As far as the laws of mathematics refer to reality, they are not certain; and as far as they are certain, they do not refer to reality. - Albert Einstein
The ability to accurately model scatter from discrete surface features has huge advantages over having to actually take the measurements. Beyond the problems associated with building (or buying) a scatterometer (see Chapter 7) and using it to measure defect scatter in the presence of surface scatter (see Section 7.7), there is the issue of sample preparation. How do you determine that your sample really is, for example, a 95-nm spherical silicon particle and not something else that has ended up on the sample substrate? Or, if it is silicon - is it spherical? Or, maybe it is not a particle at all but a surface pit, and the particle of interest is another 100 μm to the left. What if you want to determine the relative effects of variations in particle index on variations in surface index - how would you prepare those samples? Modeling is obviously the practical solution to answer questions like these - if you can get a confirmed model.
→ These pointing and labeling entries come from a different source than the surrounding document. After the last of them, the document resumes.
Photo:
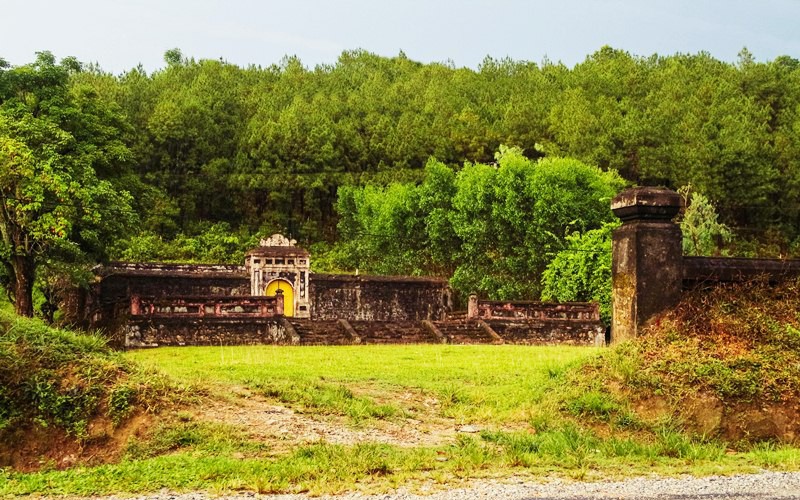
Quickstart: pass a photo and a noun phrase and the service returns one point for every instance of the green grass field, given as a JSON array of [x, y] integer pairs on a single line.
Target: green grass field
[[508, 394], [485, 384]]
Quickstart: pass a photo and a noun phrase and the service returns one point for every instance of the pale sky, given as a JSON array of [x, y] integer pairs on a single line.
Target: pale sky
[[119, 34]]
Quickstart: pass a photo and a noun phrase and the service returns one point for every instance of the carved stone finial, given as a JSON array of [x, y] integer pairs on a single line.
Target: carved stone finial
[[646, 203]]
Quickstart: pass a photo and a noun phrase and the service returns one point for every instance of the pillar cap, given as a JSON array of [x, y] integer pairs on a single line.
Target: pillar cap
[[646, 203]]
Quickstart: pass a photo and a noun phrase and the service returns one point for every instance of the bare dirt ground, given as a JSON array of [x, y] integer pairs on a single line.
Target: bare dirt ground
[[284, 427]]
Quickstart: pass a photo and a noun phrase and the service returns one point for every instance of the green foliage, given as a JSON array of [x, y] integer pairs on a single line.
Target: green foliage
[[703, 234], [582, 271], [59, 144], [493, 227], [62, 380], [253, 146]]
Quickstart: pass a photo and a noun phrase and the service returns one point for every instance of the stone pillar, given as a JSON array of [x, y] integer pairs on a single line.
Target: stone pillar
[[472, 306], [279, 302], [136, 305], [647, 262]]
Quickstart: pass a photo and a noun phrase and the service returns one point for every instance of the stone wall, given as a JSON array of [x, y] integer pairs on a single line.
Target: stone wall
[[493, 309], [583, 332], [378, 298], [142, 331]]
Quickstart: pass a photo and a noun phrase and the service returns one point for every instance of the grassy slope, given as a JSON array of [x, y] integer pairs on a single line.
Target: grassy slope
[[59, 388], [725, 363], [618, 413], [488, 384]]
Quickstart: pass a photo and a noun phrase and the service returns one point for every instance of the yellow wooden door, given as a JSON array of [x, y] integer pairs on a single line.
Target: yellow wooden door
[[288, 295]]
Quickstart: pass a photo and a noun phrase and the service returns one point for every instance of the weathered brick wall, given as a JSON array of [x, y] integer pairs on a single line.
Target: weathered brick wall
[[108, 302], [700, 270], [378, 298], [551, 331], [179, 331]]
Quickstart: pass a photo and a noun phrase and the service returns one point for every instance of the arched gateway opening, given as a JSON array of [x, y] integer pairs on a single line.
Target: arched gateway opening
[[288, 294]]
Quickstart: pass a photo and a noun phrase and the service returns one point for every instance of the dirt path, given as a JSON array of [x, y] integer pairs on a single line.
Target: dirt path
[[284, 427]]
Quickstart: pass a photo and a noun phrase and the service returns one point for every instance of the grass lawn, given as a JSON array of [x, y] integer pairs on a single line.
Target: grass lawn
[[473, 384], [483, 411]]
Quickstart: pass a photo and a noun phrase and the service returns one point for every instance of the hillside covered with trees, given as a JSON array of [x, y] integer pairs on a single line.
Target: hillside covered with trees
[[385, 164]]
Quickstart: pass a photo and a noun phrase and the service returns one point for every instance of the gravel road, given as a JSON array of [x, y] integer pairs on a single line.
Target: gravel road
[[752, 486]]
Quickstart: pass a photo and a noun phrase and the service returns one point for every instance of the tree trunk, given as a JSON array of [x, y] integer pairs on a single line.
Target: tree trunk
[[23, 284]]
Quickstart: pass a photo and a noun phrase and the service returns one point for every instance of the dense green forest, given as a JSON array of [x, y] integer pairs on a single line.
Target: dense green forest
[[197, 160]]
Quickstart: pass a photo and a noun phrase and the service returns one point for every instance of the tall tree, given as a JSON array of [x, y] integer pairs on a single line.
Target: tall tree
[[53, 138]]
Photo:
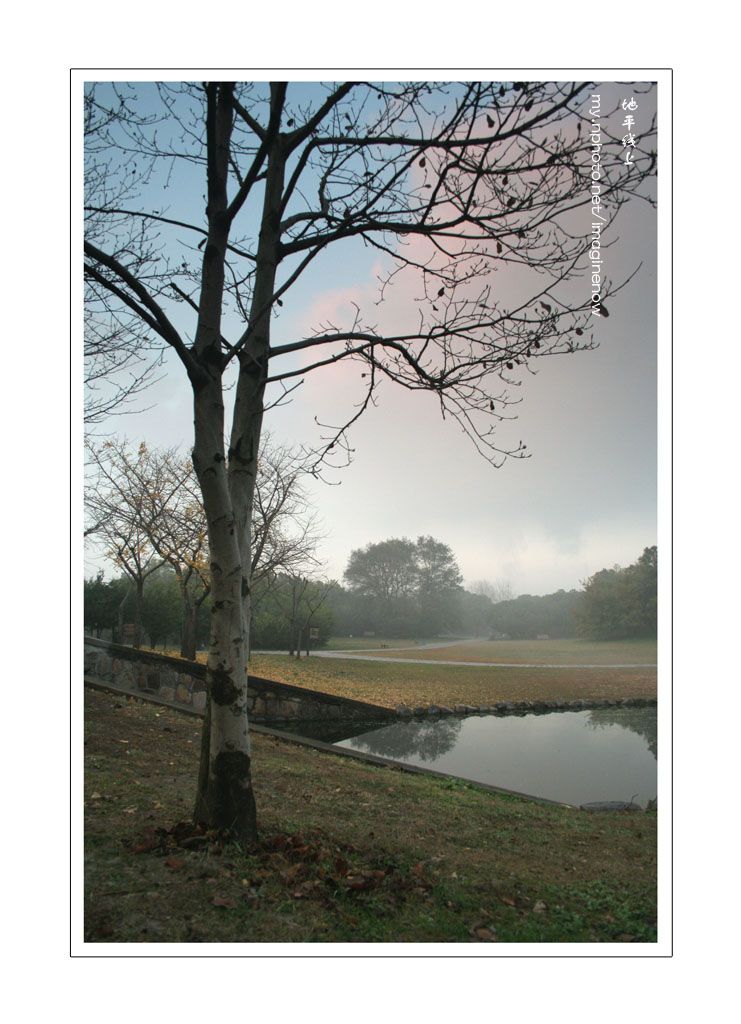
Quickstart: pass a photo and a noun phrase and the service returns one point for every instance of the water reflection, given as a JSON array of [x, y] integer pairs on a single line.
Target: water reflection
[[640, 720], [570, 757], [424, 739]]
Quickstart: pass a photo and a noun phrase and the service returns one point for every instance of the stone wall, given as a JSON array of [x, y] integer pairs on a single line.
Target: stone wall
[[144, 673]]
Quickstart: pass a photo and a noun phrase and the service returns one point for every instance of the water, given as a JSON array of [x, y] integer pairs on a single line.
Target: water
[[571, 757]]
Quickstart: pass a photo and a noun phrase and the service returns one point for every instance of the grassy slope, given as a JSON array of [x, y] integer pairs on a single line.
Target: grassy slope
[[394, 683], [357, 853]]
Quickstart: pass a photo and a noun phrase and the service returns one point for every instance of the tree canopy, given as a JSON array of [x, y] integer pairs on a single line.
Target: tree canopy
[[621, 603]]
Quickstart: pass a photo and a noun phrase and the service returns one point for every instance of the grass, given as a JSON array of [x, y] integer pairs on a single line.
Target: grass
[[349, 852], [564, 652], [393, 683]]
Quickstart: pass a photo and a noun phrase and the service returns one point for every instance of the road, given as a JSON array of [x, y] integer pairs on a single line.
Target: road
[[356, 656]]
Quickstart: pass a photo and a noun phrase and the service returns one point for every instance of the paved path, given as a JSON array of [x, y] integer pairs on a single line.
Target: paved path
[[471, 665], [356, 655]]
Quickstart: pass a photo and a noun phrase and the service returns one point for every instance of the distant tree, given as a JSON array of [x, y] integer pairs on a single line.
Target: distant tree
[[448, 182], [476, 613], [291, 608], [101, 601], [438, 586], [620, 603], [528, 616], [496, 591], [386, 570], [163, 619], [120, 515], [153, 494], [408, 587]]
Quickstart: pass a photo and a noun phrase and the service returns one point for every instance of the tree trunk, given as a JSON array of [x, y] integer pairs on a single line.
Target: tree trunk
[[187, 643], [225, 798], [138, 606]]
Because scatter models of localized surface features are calculation intensive (and often privately owned), there is no attempt here to derive or even give equations - that is handled in the literature. Instead, this chapter reviews a couple of approaches that have been used to create models for particle scanners used in the semiconductor industry, discusses model confirmation, and gives some example results. A source of publicly available code is also given. Confirmation techniques are discussed in Section 7.7.